Eve geç saatte gelmiştim, herkes uyuyordu. Kimseyi uyandırmamaya dikkat ederek mutfağa yürüdüm. Su içmeliydim.

Bardağı doldurup boğazımı rahatlattığımda uykum olmadığından balkondaki salıncağa oturmak için üst kata çıktım. Kendimi salıncağa atıp gözlerimi kapattım. Yorulmuştum. Beden olarak değil, ruhsal olarak çökmüştüm.

İnsanlara karşı sert bir duvar örmüştüm. Ve ben bu duvarın altında ezilmekten korkuyordum. Elimi çantama atıp defterimi çıkardım. Bu defter bana iyi geliyordu. En azından resim çizerken kendimi yanlız hissetmiyordum.

Ben öyle elimde defterim düşünürken kapıya vurulmasıyla bakışlarım oraya döndü. Taehyung kapının oradan utangaçça bana bakıyordu.

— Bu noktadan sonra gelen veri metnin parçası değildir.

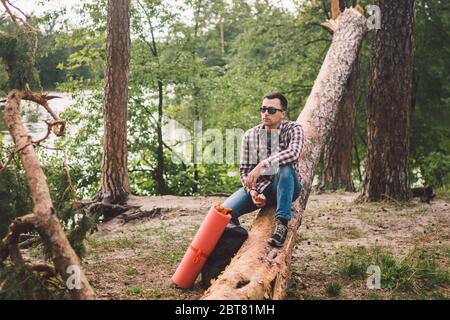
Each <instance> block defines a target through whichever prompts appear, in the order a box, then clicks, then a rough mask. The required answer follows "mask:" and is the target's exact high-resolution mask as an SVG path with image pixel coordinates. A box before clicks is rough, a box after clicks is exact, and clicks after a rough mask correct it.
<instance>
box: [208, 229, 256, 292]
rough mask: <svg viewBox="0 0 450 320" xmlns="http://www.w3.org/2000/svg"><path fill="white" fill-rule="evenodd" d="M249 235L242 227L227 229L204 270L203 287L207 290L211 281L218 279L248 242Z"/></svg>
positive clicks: (220, 239)
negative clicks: (243, 247)
mask: <svg viewBox="0 0 450 320" xmlns="http://www.w3.org/2000/svg"><path fill="white" fill-rule="evenodd" d="M247 238H248V233H247V230H245V229H244V228H243V227H241V226H235V227H232V228H229V227H227V228H226V229H225V231H224V232H223V234H222V237H221V238H220V239H219V241H218V242H217V245H216V247H215V248H214V250H213V251H212V252H211V254H210V255H209V257H208V259H207V260H206V262H205V265H204V266H203V269H202V280H201V285H202V287H203V289H207V288H208V287H209V286H210V285H211V281H212V280H214V279H216V278H217V277H218V276H219V275H220V273H221V272H222V271H223V270H225V268H226V266H227V265H228V264H229V263H230V262H231V259H232V258H233V256H234V255H235V254H236V253H237V252H238V251H239V249H240V248H241V246H242V244H243V243H244V242H245V240H247Z"/></svg>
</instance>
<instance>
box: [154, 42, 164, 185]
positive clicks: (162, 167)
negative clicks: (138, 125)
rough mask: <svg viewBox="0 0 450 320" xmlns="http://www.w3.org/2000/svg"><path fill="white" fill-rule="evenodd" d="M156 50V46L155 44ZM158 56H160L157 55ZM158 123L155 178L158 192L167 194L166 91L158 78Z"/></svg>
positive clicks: (155, 49)
mask: <svg viewBox="0 0 450 320" xmlns="http://www.w3.org/2000/svg"><path fill="white" fill-rule="evenodd" d="M155 50H156V46H155ZM157 57H158V56H157ZM158 97H159V102H158V123H157V128H156V133H157V137H158V147H157V152H156V153H157V161H156V163H157V165H156V170H155V180H156V189H157V190H156V192H157V193H158V194H166V193H167V187H166V180H165V179H164V170H165V165H164V141H163V136H162V127H163V99H164V93H163V83H162V81H161V80H158Z"/></svg>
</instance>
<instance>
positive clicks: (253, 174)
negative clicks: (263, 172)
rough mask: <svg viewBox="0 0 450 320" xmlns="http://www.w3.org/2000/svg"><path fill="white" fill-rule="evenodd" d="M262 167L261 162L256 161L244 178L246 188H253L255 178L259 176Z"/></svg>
mask: <svg viewBox="0 0 450 320" xmlns="http://www.w3.org/2000/svg"><path fill="white" fill-rule="evenodd" d="M263 169H264V166H263V165H262V162H260V163H258V165H257V166H256V167H255V168H253V170H252V171H250V173H249V174H248V176H247V180H245V186H246V187H247V188H248V189H253V188H254V187H255V185H256V180H258V178H259V177H260V176H261V172H262V170H263Z"/></svg>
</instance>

Bugün yaşadığım garip şey tekrar olurken kaşlarımı çattım. Kalbim, çıkacak gibiydi.

"Şey, gelebilir miyim?"

Ağzımı aralayıp herhangi bir kelime söylemek istedim. Sanki kalbim ses tellerimi bastırıyor gibi, sesim çıkmıyordu. Sadece başımı salladım.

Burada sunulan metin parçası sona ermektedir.